I
Земля несется возле солнца, как над горящей тайгой комар. Нет в пространстве ни столетий, ни тысячелетий. Но земля заключена сама в себя, как пленник; по ее поверхности из конца в начало плывет Угрюм-река, и каждый шаг земли по спирали времен вкруг солнца и вместе с солнцем знаменует для человека год.
Прошло три длинных человечьих года, прошло ничто. В конце третьего года примчалась от Прохора Петровича в село Медведево телеграмма. Петр Данилыч и Марья Кирилловна! Радостная это телеграмма или роковая?
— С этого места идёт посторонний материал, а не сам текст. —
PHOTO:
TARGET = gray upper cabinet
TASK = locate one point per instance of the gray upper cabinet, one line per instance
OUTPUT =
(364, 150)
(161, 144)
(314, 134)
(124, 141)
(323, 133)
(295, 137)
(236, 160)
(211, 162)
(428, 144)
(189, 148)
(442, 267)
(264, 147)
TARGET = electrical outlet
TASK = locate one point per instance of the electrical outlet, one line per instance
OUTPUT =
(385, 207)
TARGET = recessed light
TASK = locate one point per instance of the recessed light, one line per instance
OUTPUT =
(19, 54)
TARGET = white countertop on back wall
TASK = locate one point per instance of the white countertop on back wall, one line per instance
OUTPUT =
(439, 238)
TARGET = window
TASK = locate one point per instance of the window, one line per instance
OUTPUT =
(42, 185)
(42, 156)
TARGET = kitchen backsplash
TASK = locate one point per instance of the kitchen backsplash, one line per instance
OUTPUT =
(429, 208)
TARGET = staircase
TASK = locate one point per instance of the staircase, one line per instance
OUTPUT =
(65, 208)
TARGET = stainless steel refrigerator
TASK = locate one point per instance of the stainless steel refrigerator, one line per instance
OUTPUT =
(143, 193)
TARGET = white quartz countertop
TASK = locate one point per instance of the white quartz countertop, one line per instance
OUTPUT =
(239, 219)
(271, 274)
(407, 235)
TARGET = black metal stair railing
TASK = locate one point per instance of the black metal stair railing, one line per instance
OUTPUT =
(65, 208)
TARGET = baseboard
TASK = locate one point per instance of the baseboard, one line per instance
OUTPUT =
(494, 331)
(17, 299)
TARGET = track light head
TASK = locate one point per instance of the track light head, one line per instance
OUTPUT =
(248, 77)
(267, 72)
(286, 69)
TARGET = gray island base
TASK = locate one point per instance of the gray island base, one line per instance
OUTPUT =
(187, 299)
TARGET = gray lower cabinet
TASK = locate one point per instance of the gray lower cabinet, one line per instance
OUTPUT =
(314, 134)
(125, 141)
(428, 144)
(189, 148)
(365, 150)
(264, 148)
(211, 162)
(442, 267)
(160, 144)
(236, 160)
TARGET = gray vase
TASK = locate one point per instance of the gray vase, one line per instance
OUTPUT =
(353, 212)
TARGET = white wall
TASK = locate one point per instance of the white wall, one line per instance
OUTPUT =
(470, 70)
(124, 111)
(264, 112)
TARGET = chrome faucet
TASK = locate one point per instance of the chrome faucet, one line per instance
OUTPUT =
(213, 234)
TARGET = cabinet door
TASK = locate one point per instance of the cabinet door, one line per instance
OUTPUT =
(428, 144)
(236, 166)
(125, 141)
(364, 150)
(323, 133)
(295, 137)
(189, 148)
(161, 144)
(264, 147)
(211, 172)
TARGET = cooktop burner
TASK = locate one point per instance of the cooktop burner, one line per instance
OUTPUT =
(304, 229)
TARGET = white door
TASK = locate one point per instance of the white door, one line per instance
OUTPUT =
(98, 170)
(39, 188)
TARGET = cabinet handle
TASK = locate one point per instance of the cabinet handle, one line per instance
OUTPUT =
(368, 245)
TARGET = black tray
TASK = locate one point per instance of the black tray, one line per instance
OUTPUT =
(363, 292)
Человеческим незрячим сердцем оба в один голос: радостная, да.
Но за эти три года Угрюм-река трижды сбрасывала с себя ледяную кору, за это время случилось вот что.
Прохор обосновал свой стан в среднем течении Угрюм-реки, чтоб ближе к людям. Но и для орлиных крыльев людское оседлое жилье отсюда не ближний свет.
Высокий правый берег. Кругом густые заросли тайги. Но вот зеленая долина, вся в цветах, в розовом шиповнике. У самой реки круглый холм, как опрокинутая чаша. Здесь будет стан.
– На вершине холма я построю высокую башню, – сказал Прохор. – Буду каждый день любоваться рекой, встречать свои пароходы. Гляди, какой красивый вид!
– Якши! – подтвердил Ибрагим.
Жили в палатке по-походному. Рыба, птица, ягоды с грибами. К осени шестеро плотников, среди них – Константин Фарков, выстроили небольшой, в пять окон, домик, игрушечную баню, склад для товаров и конюшню на два стойла. Возле дома на высоком столбе вывеска:
РЕЗИДЕНЦИЯ «ГРОМОВО»
ВЛАДЕЛЕЦ – КОММЕРСАНТ ПРОХОР ГРОМОВ
Черкес сделал себе из плетня род сакли, обмазал глиной, побелил и тоже на шесте:
ГАСПОДЫНЪ ЫБРАГЫМЪ ОГЪЛЫЪ ЦРУЛНАЪ
За работами досматривал Ибрагим; он стал слегка покрываться благополучным жиром. Прохор же худел. Деловитость разрывала его на части. В ней позабылись Анфиса, Нина, мать с отцом. Он неделями шатался с Константином Фарковым по тайге, осматривал речушки, ключи, встречные горы.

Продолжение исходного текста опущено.